FMS Linux & LetsEncrypt-Certificate?

[pixi]

Has anyone played with latest FMS Linux and LetsEncrypt-Certificates? 
(How) does it work?

[jon91]

1. install `certbot` you will need to run the following:
   sudo yum install epel-release
   sudo yum install certbot
2. https://github.com/jon91/FileMaker-LetsEncrypt-CentOS-7

[jasonwood]

@jon91 once you've run this script once, certbot is always going to update the cert in /etc/letsencrypt/live/${DOMAIN}/ 30 days prior to expiry, right? So you don't actually have to repeat the certbot command.

I'm assuming when you execute this script, it gives users a 60 second warning and then boots them out forcefully, which could result in lost data, and presumably if I happen to be running a long script that's editing data, it will terminate abruptly at the end of the 60 second countdown?
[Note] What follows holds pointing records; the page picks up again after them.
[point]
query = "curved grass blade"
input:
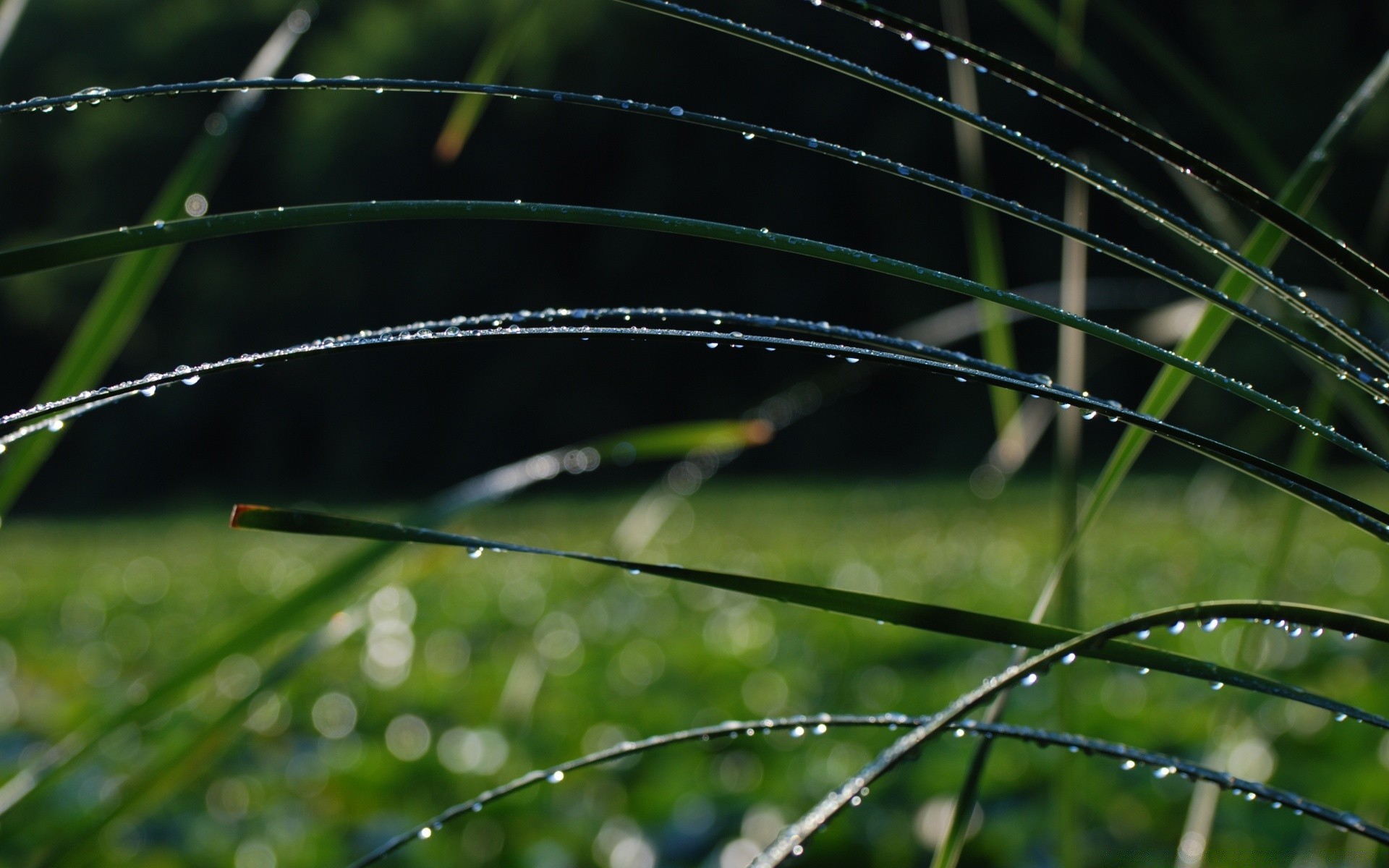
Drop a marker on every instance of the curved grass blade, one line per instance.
(1184, 160)
(107, 243)
(792, 839)
(1265, 246)
(799, 726)
(98, 246)
(652, 443)
(920, 616)
(131, 284)
(489, 66)
(853, 344)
I'm trying to think of a better way... like a daily script that only proceeds if no users are connected, checks if the current certificate file is at least 60 days old, and proceeds to replace it and restart the service. Perhaps if the certificate is over 75 days, then you would consider a more forceful process, and only after sending multiple warnings to users. This is similar to how FileMaker Cloud's daily restart works - it is normally skipped when users are connected, but proceeds anyway if there are "critical updates".

[Agnes Riley]

Can someone tell me which file goes where? I can't install the cert I created.